Premium Mainstream. Aēsop, one of Phillip’s favorite skincare brands, is going mainstream. With its primary locations providing an indie vibe, the brand is taking a notable shift and setting up shop on London’s Regent Street, sitting adjacent to high-end brands aimed at the middle class, Michael Kors and LuLulemon. With this bold move, it's fair to question if the brand will be able to keep its cult-like edge.
The Trouble with Pop-ups. As we mentioned on Wednesday, Nordstrom is partnering up with Allbirds for a pop-up experience. Pop-ups have been trendy for a while, but they’re sprouting up everywhere, Tribbles-style. Saks opened a pop-up in Aspen, Colorado last month and as this new trend of experiential retail takes the forefront, we can expect more to materialize, well, everywhere.
Hard to Sell-tzer. Truly Hard Seltzer has begun to see a dip in sales as consumers are flocking to what's new and interesting, as well as flocking to low price beers. To combat this, the brand is reformulating its core product with a new launch of a Truly Vodka Seltzer line in the fall. Not sure if this will help though, as some of our team still think seltzers “are just AWFUL,” with “low-quality alcohol,” and “make you feel like crap.”
Coffcoin? Coming next month, Starbucks will unveil its web3-based rewards program. Their NFTs won’t just serve as digital collectibles but provide other exclusive content. Interim CEO, Howard Schultz, believes that this push of bringing in NFTs will continue the connection to their younger Gen Z audience (which as we mentioned earlier this week, they’re winning). But will web3 make the difference? Or should they just double down on product?
Can you Keep a Secret?
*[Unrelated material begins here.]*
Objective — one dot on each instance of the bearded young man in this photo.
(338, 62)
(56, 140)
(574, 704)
Secret menu items are off the charts for brands like Starbucks and In-N-Out, but DTC brands are starting to have their part. Sparkling water brand Aura Bora created a secret menu for DTC customers, launching three new limited-time flavors. This new strategy allows the brand to quickly test new flavors. Brands that have loyal, and highly engaged customers can both reward and test with these secret product drops. Aura Bora customers, consider yourself lucky! We bet there’s plenty more of this to come.
59 is the New 29. Flaunt those candles. Everyone and everything is getting older these days. Old isn’t going out of style like it used to. Everywhere you look the age of achievement is rising. With the new adaptions to work being less physical, consumers becoming obsessed with familiarity, and humans getting smarter, the old elite is spending more time at work. Also, the body of knowledge required to actually do something new and interesting is immense, so it’s taking people longer to get there.
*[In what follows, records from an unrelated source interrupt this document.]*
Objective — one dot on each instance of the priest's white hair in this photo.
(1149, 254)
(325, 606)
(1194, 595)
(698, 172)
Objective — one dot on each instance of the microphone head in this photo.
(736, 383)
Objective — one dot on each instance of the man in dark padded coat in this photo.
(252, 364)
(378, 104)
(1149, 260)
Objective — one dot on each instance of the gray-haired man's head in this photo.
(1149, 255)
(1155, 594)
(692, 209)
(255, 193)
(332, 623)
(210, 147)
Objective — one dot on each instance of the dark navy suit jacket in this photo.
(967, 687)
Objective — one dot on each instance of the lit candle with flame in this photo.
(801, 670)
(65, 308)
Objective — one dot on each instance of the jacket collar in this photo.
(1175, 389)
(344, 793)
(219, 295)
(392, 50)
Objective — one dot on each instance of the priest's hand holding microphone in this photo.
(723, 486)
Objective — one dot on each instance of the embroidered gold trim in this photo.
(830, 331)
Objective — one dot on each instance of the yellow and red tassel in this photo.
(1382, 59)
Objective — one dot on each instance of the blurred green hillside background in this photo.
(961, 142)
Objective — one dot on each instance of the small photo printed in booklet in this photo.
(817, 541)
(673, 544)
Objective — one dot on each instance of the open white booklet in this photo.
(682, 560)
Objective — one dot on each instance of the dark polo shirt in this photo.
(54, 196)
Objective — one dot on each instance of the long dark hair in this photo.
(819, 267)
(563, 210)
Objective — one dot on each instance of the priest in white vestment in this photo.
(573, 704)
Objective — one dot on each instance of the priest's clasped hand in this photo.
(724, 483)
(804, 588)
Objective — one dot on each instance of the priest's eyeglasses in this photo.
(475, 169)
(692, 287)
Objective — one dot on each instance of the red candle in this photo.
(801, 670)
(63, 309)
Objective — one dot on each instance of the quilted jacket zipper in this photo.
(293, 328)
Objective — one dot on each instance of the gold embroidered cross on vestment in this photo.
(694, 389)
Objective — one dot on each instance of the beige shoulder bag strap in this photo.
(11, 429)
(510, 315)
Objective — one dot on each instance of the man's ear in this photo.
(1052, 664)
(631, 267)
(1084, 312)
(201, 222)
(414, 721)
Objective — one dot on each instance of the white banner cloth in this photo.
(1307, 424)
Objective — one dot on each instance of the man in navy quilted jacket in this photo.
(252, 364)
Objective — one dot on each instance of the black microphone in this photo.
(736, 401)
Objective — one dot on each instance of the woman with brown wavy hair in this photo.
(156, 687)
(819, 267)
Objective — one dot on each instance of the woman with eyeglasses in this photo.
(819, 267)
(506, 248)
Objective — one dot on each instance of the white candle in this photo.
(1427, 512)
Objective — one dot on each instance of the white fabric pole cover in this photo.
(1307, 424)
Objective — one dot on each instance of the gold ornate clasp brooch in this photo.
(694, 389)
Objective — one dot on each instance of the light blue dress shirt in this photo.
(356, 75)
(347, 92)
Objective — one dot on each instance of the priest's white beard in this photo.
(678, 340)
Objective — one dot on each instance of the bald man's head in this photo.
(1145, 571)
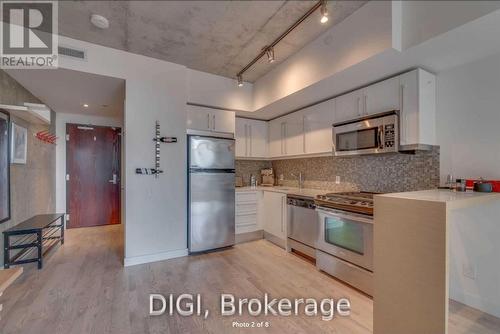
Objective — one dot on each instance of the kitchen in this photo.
(306, 181)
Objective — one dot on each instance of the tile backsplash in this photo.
(378, 173)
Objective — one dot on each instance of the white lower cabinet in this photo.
(276, 148)
(210, 119)
(262, 210)
(274, 205)
(318, 121)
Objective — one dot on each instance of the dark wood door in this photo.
(93, 180)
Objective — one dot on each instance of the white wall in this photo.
(216, 91)
(365, 33)
(61, 120)
(154, 209)
(468, 119)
“I can’t wait for my 50s!” - Brian, unironically, while in his 30s.
Reality Bites. Let your thoughts run wild. A study published last week shows that humans underestimate the value of thinking, and proves that daydreaming helps benefit the brain. All good news for those of us that are constantly in our heads. But for those that need a little more help finding those moments of solitude, find the right time and place to get lost (like maybe the shower), nurture creativity, and always keep positive mindfulness. Give yourself space to linger on those thoughts, finish them, and socialize them. Daydreaming as a proficiency, futurists! Practice makes perfect. Or perhaps this takes all the fun out of it. Naw.